So I’m watching Burlesque for the first time ever. I’ve always loved to dance. When I was younger I used to turn up the radio and dance around the living room when my mom wasnt home and pretend that I was in a club like that (well sort of) I’d sing and dance and pretend I had back up singers and dancers. Crazy I know. I swear if my mom ever caught me she would think I was o ncrack while she was gone. I loved dancing to TLC and Aaliya, I would sing to Sarah McLachlan. I would imagine in my head scenes similiar to what I’m watching now-up on stage, people cheering and getting goosebumps from the sound of m voice and the great amazing moves that I choregraphed. My dream when I was younger was that I wanted to choreograph dances for clubs, for videos, for the Dallas Cowboys Cheerleaders. I loved making up dances in my head. Correction-LOVE. Not past tense. I still do it. Driving the road and a new song comes on and I am making up the dance in my head. Its why I got my Zumba instructor license, because I could have the chance to actually choreograph dances for real. Except of course the moves have to be simple and easy for non-dancers to do.
I love dance just in general. Ballet, the basic of dance. I never DID ballet, but real dance moves are all based on ballet. I was on drill team, I took dance classes. I was in choir too. But I’m not a great singer, in fact I wont let anyone listen to me now except Molly. But when I’m singing with her in the car i will BELT IT OUT. I love Christina Augilars voice, and Kelly Clarkson. And Sarah McLachlan. And really anything thats deep and BIG like that. So my daydreams would be filled with me singing “Building a Mystery” on a stage in a dark club, or being a Pussycat Doll dancing on stage. Or hell even one of the dancers on Coyote Ugly. Cheezy huh? Yeah I know. I dont care. Anything for attention, for people to think “wow look at how amazing she dances or how great she sings” I MISS dancing. Watching this movie is making me miss it even more.
When you are on stage dancing you get to become someone else. Someone sweet, someone mysterious, someone fiery, someone sexy.
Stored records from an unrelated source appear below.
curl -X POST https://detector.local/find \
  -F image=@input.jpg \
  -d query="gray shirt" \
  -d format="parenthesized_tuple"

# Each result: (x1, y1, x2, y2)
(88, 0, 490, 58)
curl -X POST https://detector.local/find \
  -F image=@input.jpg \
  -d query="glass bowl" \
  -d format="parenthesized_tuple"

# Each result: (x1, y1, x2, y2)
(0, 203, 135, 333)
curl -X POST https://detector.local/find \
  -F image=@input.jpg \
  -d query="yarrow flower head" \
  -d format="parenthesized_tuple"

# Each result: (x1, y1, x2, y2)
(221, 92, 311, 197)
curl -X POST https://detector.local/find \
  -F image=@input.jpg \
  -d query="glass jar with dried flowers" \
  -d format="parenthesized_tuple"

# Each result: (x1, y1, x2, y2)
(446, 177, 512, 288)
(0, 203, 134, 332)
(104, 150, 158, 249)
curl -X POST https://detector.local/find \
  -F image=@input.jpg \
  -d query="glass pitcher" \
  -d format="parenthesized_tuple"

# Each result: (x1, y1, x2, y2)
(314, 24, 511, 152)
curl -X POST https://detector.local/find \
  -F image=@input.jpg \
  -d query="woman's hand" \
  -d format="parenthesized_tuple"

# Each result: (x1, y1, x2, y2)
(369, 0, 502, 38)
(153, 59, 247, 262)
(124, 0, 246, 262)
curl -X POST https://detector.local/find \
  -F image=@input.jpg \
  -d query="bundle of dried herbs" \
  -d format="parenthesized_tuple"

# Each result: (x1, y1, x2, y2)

Depends on the way you move, the song you use, the costume, the tone of your dance. You can become someone else for 2 minutes. You take the song and tell a story with your body, your face, you movements. It can be a sad emotional story, it can be a happy story, it can be love story or a story of desire. Same thing with music. I’ve always loved music. How a song can put your emotions into words. I’ve never been great at expressing my emotions. And the last few years I’ve only been able to express my anger not always effectively. I swear I wish i could walk around with a soundtrack of my life playing all the time. A song can bring me to tears, make me smile, or bring back a memory so vivid that I can smell the smells, hear the sounds, and feel every emotion I felt the first time.
I’ve basically just been rambling while I’m watching the movie. Wishing I’d been able to follow my dream of being involved somehow in the dancing world. That I was choreographing for the DCC (which I think about everytime I watch the show) or designing the next hot stars hot video. Or having my own dance studio.
So now my passion for dance will hopefully transfer to Princess, and I hope she enjoys dance.
I feel like I have much more to write but I’m being sucked into this movie, so perhaps I’ll be back to add more, but more than likely when this movie is over I will begin dreaming about being a club singing and dancing again….much like the dreams I had as a teenager.